Sepakat menginvestasikan pabrik petrokimia senilai US$ 1,3 miliar di Indonesia, LG International didorong pemerintah Indonesia untuk memanfaatkan penggunaan gas di Papua Barat dan Maluku. Pemerintah bahkan menjanjikan berbagai fasilitas dan insentif khusus bagi LG dan investor petrokimia lain.
LG International rencananya akan mengucurkan investasi untuk memproduksi methanol sebanyak satu juta ton per tahun. Menteri Perindustrian Airlangga Hartarto di Korea Selatan, Selasa (02/07/2017) menerangkan, proyek LG International membutuhkan natural gas hingga 90 mmscfd dengan ekspektasi harga US$ 1 per mmbtu. Airlangga merekomendasikan LG untuk memanfaatkan penggunaan gas di wilayah Papua Barat dan Maluku.
“Kami merekomendasikan dua wilayah utama penggunaan gas, yaitu Teluk Bintuni, Papua Barat, dan Blok Masela, Maluku. Sejauh ini, beberapa perusahaan yang telah menanamkan investasi untuk industri ini adalah PT. Pupuk Indonesia, Sojitz, dan Elsoro Multi Pratama. Sementara LG tengah melakukan feasibility study di Bintuni,” kata Airlangga.

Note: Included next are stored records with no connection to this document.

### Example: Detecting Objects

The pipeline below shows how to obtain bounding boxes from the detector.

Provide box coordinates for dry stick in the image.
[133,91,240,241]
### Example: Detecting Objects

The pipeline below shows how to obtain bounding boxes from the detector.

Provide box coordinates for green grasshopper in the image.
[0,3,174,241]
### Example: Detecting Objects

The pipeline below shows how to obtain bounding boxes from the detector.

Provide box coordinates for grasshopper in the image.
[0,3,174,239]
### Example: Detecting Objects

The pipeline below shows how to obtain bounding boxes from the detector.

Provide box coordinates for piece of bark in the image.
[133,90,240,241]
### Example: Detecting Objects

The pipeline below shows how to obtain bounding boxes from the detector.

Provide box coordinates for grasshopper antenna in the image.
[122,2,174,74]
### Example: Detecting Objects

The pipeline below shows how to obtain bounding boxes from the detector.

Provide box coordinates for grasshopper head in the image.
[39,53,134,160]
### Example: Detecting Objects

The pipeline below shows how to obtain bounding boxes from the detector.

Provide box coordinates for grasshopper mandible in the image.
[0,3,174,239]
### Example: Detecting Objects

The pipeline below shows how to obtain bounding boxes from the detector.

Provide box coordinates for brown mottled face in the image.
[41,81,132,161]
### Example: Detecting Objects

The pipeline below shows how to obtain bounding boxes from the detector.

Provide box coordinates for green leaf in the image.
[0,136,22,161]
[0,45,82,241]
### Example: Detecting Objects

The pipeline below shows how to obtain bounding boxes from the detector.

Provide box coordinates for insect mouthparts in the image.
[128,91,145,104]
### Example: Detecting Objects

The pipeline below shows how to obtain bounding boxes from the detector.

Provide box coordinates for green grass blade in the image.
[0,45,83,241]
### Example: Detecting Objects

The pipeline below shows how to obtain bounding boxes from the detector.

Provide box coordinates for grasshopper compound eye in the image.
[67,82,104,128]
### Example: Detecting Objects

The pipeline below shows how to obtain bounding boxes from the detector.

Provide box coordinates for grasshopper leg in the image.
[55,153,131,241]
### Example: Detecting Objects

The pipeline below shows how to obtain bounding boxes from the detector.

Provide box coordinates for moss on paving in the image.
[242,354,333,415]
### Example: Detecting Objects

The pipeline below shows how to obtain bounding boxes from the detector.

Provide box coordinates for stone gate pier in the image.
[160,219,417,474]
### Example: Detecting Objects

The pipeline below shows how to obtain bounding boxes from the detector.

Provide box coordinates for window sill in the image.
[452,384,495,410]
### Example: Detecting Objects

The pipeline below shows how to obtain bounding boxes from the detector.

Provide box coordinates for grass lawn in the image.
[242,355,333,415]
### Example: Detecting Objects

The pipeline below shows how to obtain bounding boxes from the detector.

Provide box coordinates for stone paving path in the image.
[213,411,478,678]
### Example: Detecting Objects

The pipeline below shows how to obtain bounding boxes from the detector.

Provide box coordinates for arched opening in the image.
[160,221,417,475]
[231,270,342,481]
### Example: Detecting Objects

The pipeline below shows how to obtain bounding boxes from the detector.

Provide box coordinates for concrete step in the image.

Menurut Airlangga, pembangunan industri petrokimia di Bintuni memiliki dua cadangan gas yang dioperasikan BP Tangguh dan Genting Oil Kasuri Pte, Ltd. BP Tangguh mengoperasikan sebesar 23,8 trillion standard cubicfeet (TSCF), sementara Genting Oil Kasuri sebesar 1,7 TSCF. Airlangga mengatakan, area ini berpotensi dikembangkan menjadi pabrik petrokimia yang memproduksi gas alam.
Untuk mendukung investasi ini, Dirjen Industri Kimia, Tekstil, dan Aneka (IKTA) Achmad Sigit Dwiwahjono mengatakan, pemerintah akan memfasilitasi pemberian fasilitas dan insentif bagi investor yang akan mendirikan industri petrokimia.
“Bentuk fasilitas yang akan diberikan pemerintah antara lain berupa insentif fiskal (tax allowance dan tax holiday). Namun, kami juga mengupayakan insentif khusus yang meliputi pembebasan pajak selama 20 tahun,” kata Sigit.
Bagaimana pendapat Anda? Akankah upaya pemerintah berhasil menarik LG dan investor lain menanam modalnya di Papua Barat dan Maluku?